By the end of the RPG I'd had more than enough, but Tom and one of the others had arranged more games, with pizza, at someone's flat near the railway station. I was persuaded to drive there, this "someone" turned out to be a nice bloke, the we played two games that were far more enjoyable to me: Tsuro and Phase 10. For Tsuro, the rules stated that the oldest player starts. Oh great. I might as well have been eighty. I hadn't played Phase 10 before, and some of its rules could do with a tweak if you ask me (I think all runs should have to be of the same colour), but at least I understood it, and I've always liked rummy-type games. There were a few aspies there, so some of the conversation was, um, interesting, but all in all it wasn't a bad evening.
My flatmate really is a lazy bugger. To give you some idea of how lazy he his, he doesn't bother eating the bottom 5% (at least) of the insides of any food container. That probably shouldn't annoy me as much as it does, but if you can't even be arsed to scrape out a jam jar, it can't be a good sign. What's more, recycling is a foreign concept to him. That would involve actually rinsing out the jar and putting it in the recycling bag for me to put in one of the bins downstairs. Way too much effort.

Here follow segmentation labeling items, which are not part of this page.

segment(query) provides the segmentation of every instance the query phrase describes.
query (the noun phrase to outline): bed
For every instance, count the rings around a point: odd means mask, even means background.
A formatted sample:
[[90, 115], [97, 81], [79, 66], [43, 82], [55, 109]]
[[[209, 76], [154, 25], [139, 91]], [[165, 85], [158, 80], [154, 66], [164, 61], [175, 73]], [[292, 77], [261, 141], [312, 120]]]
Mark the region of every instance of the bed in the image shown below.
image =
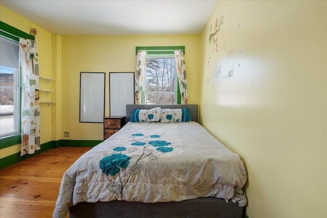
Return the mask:
[[244, 163], [197, 105], [127, 105], [126, 119], [65, 173], [54, 217], [243, 216]]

I sent my boss an email, basically asking for more direction. He's now pencilled in two hour-long sessions a week with me. He's done something similar with my team-mates. I'm glad that my email has resulted in (I hope) positive change.
I saw a French film - Folies Bergère - at the Embassy today. I enjoyed it from start to finish, but the scene that stood out for me was the father watching his son give his acrobatic performance - that was a beautiful moment.